Ratgeber
Hobbys, die zu einem sich verändernden Körper passen
Die Dinge bewahren, die du liebst – angepasst an einen sich verändernden Körper.
Die Schwangerschaft verändert deinen Körper, deine Energie und manchmal deine Aufmerksamkeitsspanne – aber sie muss nicht dein ganzes Selbst auf Pause stellen. Hobbys am Leben zu halten, tut deiner Stimmung und deiner Identität gut; es hilft nur, sie anzupassen, statt sie aufzugeben.
Anpassen, nicht aufgeben
Die meisten Freizeitbeschäftigungen lassen sich flexibel gestalten. Du wanderst gern? Wähle flachere, kürzere Routen. Tanzen? Tausche Klassen mit starker Belastung gegen Schwangerschaftskurse oder sanfte Stile. Garten? Setz dich zum Jäten hin und lass jemand anderen die Säcke heben.

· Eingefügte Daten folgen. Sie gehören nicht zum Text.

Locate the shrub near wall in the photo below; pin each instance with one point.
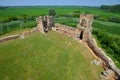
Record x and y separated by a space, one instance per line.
109 42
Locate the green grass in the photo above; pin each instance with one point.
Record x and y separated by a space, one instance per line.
110 27
51 56
17 11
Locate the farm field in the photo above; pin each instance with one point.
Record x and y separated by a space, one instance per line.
51 56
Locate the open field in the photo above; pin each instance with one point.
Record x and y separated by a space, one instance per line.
51 56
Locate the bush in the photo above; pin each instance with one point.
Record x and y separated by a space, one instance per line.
109 42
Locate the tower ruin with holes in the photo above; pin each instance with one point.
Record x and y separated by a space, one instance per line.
84 28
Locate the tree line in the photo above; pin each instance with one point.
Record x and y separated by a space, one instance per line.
111 8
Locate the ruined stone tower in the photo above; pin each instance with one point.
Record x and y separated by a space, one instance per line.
84 28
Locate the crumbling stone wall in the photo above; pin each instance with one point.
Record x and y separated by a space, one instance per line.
69 31
84 32
84 28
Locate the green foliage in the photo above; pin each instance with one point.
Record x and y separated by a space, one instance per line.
109 42
52 12
37 57
111 8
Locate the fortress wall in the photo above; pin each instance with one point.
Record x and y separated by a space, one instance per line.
69 31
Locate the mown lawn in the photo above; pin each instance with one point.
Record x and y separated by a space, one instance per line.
51 56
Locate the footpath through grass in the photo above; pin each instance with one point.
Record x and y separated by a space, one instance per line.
51 56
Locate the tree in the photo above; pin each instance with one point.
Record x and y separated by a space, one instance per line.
52 12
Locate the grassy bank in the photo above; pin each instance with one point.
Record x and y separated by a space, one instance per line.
51 56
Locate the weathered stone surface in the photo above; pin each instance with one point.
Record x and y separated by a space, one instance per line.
3 39
84 32
85 26
40 27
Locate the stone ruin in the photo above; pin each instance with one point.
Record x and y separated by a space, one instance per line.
83 30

Ziel ist es, die Freude zu behalten und zugleich die Belastung sowie das Risiko von Stürzen oder Überhitzung zu nehmen.
Wunderbar passend für die Schwangerschaft
- Kreativ und ruhig – Stricken, Malen, Tagebuchschreiben, Fotografie, Backen.

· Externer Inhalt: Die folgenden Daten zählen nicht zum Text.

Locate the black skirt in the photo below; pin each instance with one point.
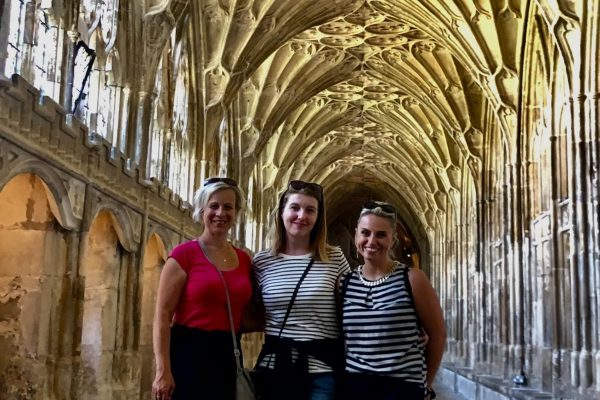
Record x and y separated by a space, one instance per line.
379 387
203 364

- Sanfte Bewegung – Schwimmen, Schwangerschaftsyoga, Spaziergänge an einem schönen Ort.
- Lernen – eine Sprache, ein Instrument, ein Onlinekurs, solange die Energie schwankt.
- Nestbau-Projekte – das Kinderzimmer planen, ein Erinnerungsbuch, eine Playlist für die Geburt.

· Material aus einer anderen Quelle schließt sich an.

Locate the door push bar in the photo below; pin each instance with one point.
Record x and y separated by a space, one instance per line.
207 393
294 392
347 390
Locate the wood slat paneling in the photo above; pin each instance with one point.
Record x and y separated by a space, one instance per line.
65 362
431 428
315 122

Ein paar Dinge zum Pausieren oder Überdenken
Alles mit echtem Sturzrisiko (Reiten, Klettern, Abfahrtski), Kontaktsportarten, Tauchen und Hobbys mit Dämpfen oder Chemikalien (manche Bastelarbeiten, intensives Malen) solltest du pausieren oder nur mit guter Lüftung und Handschuhen ausüben. Im Zweifel frag dich, ob ein Hobby das Risiko eines Sturzes, eines Stoßes gegen den Bauch, einer Überhitzung oder des Einatmens von etwas birgt.
Auch die Erlaubnis zu ruhen
In manchen Wochen ist dein Lieblingshobby ein Nickerchen, und das zählt. Energie kommt und geht in der Schwangerschaft; ihr zu folgen, statt gegen sie anzukämpfen, ist eine eigene Form der Selbstfürsorge.
Wenn ein Hobby etwas Körperliches enthält, bei dem du unsicher bist – Intensität, Dämpfe, Stürze –, nimmt dir eine kurze Rücksprache mit deiner Ärztin oder Hebamme die Sorge.